Anlaşılan bu arada Hz. Yahya doğmuş, emeklemiş ve bebeklik çağının ilk adımlarını atmıştır. Bu gelişmeler, bu iki sahne arasındaki boşluk döneminde gerçekleşmiştir. Kur’an-ı Kerim, hikâye anlatımında kullandığı sanatsal üslubu uyarınca bu boşluk dönemini atlayarak hikâyenin en önemli noktalarını ve sahnelerini, en can alıcı ve hareketli kesitlerini sunmakla yetiniyor.
Dediğimiz gibi bu ayet, Hz. Yalıyâ dan tek bir söz bile etmeden önce ona bu yüce seslenişi yöneltiyor. Çünkü bu sesleniş sahnesi, onun konumunun yüceliğini kanıtlayan görkemli ve çarpıcı bir sahnedir. Bunun yanısıra babası Hz.

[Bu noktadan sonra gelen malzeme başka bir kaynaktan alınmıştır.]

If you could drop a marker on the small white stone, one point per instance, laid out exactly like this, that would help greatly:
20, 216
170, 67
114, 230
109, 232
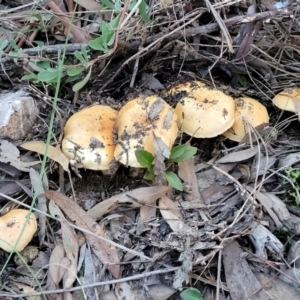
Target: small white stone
18, 112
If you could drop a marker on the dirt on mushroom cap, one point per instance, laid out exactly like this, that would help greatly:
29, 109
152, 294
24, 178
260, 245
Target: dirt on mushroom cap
201, 111
88, 137
137, 121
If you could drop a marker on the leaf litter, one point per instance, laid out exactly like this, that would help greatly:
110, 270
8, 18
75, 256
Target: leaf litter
233, 226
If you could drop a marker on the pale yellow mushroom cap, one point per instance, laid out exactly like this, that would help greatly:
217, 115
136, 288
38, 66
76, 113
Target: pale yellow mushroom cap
137, 121
11, 226
88, 137
248, 111
202, 112
289, 100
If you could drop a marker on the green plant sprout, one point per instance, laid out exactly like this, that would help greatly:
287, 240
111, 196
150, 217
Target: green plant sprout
179, 153
191, 294
49, 74
294, 176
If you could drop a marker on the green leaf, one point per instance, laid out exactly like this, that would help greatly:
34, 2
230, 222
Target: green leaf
38, 16
174, 180
97, 44
177, 151
49, 75
113, 24
243, 80
149, 175
144, 157
72, 78
79, 85
3, 44
43, 64
29, 77
39, 43
104, 30
74, 71
84, 54
79, 56
143, 11
14, 45
111, 38
108, 4
188, 153
191, 294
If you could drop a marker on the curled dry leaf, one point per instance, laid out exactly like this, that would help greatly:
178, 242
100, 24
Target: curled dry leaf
238, 274
105, 251
171, 213
263, 239
275, 211
9, 153
53, 153
71, 247
58, 265
156, 292
238, 156
143, 196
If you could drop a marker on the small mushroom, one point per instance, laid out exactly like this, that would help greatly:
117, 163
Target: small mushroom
88, 137
137, 121
248, 111
202, 112
11, 226
289, 100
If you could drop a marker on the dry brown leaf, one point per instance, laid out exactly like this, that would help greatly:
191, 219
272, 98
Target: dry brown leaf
53, 153
27, 290
156, 292
268, 204
186, 172
89, 5
238, 156
9, 153
105, 251
39, 188
143, 196
71, 247
240, 280
263, 239
58, 264
123, 291
171, 214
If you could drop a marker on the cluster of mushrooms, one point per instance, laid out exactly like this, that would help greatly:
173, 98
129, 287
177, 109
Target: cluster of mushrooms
97, 136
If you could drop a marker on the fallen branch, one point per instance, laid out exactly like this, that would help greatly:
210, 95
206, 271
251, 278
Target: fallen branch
176, 34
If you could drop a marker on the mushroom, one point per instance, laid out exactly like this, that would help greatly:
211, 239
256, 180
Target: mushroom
11, 227
248, 111
137, 121
202, 112
289, 100
88, 137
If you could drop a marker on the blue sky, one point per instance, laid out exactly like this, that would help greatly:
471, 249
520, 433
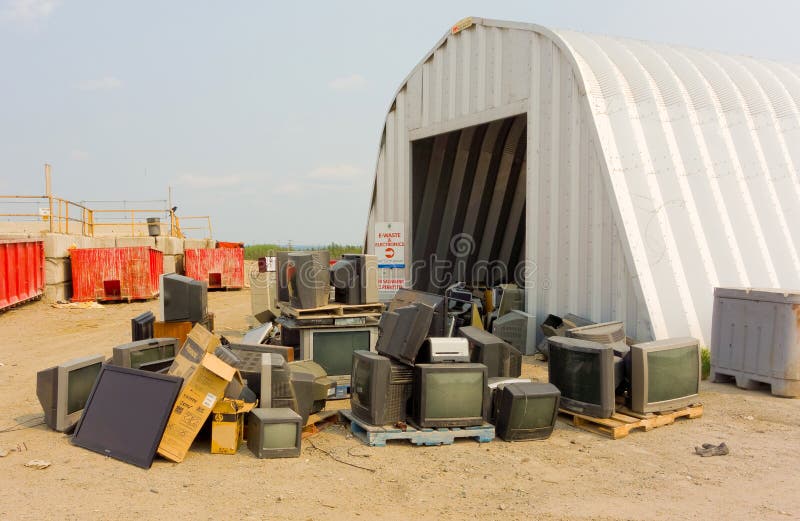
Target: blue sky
267, 117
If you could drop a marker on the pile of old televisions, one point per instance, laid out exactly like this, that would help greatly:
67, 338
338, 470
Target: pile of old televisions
421, 378
595, 367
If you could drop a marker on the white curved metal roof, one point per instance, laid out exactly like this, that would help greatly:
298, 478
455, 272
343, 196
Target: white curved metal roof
699, 152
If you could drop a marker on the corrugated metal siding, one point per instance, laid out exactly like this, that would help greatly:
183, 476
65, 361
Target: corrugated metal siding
654, 173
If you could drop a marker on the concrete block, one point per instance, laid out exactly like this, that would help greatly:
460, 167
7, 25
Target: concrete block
169, 245
60, 292
57, 270
126, 242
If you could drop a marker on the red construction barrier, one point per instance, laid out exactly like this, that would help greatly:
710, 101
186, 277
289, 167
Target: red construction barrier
115, 273
21, 271
220, 267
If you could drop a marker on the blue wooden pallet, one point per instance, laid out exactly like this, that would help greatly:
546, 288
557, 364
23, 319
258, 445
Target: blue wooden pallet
376, 436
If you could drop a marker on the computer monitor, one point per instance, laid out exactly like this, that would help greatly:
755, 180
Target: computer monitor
403, 331
143, 353
308, 279
63, 390
405, 297
183, 298
664, 374
380, 388
274, 433
584, 373
607, 333
499, 357
142, 326
526, 411
126, 414
449, 395
518, 328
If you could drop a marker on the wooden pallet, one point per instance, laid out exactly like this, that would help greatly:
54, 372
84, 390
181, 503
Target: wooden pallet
375, 436
373, 310
319, 422
624, 421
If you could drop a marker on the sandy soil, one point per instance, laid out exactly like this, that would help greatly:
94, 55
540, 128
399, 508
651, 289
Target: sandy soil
572, 475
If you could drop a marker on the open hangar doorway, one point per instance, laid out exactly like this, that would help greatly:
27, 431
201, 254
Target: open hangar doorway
468, 191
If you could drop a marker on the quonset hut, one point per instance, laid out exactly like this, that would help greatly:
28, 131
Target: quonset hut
616, 179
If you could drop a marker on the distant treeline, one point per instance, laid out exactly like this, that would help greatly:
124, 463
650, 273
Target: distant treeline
254, 251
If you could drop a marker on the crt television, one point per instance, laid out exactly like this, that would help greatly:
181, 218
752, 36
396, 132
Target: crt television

Zekeriyya’nın duasının kabul edildiğini de vurgulamaktadır. Bilindiği gibi Hz. Zekeriyya, gerek inanç sistemini savunma konusunda ve gerekse yakınlarını gözetme-kayırma hususunda yerini gerektiği gibi dolduracak, soyunu sürdürecek hayırlı bir varis istemişti. İşte Hz. Yahya, babasının özlemini gerçekleştirecek olan bu kutsal misyonunun ilk aşamasında, büyük emaneti taşımak üzere göreve getirilme aşamasındadır.
“Ey Yahya, tüm gücünle kitab’a (Tevrat’a) sarıl.”
Sözü edilen “kitap” Hz. Musâ dan beri İsrailoğullarının kutsal kaynağı olan Tevrat’tır. Hz. Musa’dan sonraki İsrailoğullarına gelen bütün peygamberler bu kitaba dayanmışlar, insanlara onu öğretmişler, hükümlerinde onun ilkelerini rehber edinmişlerdir. Nitekim Hz. Yahya da babası Hz. Zekeriyya’dan bu mirası devralıyor, bu misyonu yüklenmeye, güçlü ve kararlı bir enerji ile bu emaneti omuzlamaya çağrılıyor; bu mirasın yükümlülüklerini yerine getirirken zayıflık ve ihmalkârlık göstermemesi, geri çekilmeye kalkışmaması isteniyor.
Bu yüce seslenişin hemen arkasından Hz. Yahya’nın, omuzlarına bindirilen bu büyük yükün altından kalkabilmek için hangi ayrıcalıklarla donatıldığı açıklanıyor..
…”Ona daha çocukken bilgelik armağan ettik.”